というか、連行ってもしかしてゆうちゃんも…。



「私はお姫様だっこじゃないけどね」



私の脳内を覗いたかのようなゆうちゃんの言葉。

それはほんの少し悪戯っぽい響きを持っていた。

もしかして…ゆうちゃん、私のこの状況を面白がってるのか?!



「…何でゆうちゃんまで連行されてるの?」



不満を隠しつつも隠し切れていない私の声。

ああ、私ってまだまだ子供っぽい…。

いや、実際子供だけど。



「さあ?何かついてきてくれっていうから従っただけ」



のんびりとしたゆうちゃんの答えに私の不満はしぼんでいった。

ゆうちゃんのこういう「長いものには巻かれろ」的なのほほんとしたところにはいつも脱力してしまうのだ。

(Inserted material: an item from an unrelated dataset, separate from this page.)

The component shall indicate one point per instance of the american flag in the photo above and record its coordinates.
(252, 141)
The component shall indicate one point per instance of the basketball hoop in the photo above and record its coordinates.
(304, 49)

どんなに苛立つことがあっても、ゆうちゃんののほほんとした声と話し方に私はいつもほだされてしまうのだった。



「どうしてゆうちゃんも連行してるんですか?」



今度は吉原さんに向かって問いかける。

何度見ても、吉原さんの細く鋭い瞳は怖い。



「ユリア様が連れて来いとおっしゃったからだ」


「ユリアが…?」



何でだろう。

ものすごく嫌な予感がする。



「さあ、着いたぞ」



「生徒会室」というプレートがついた真っ白な扉。

今まで後ろにいたユリアファンクラブの会員の一人が、両手が(私をお姫様だっこしているせいで)ふさがっている吉原さんの代わりにその扉を開く。



「やあ。遅かったね、結衣」



まるでどこかの王宮のように煌びやかに装飾された広い部屋。

その中で午後の柔らかな日差しを受けながら、にっこりと艶やかな笑みで私を迎える王子様。

目の前に広がるのはまるで物語に出てくるような美しく素晴らしい世界。



「待ちくたびれちゃったよ」



けれど私は知っている。

ここは魔窟。

王子様は見目麗しき悪魔なのだと。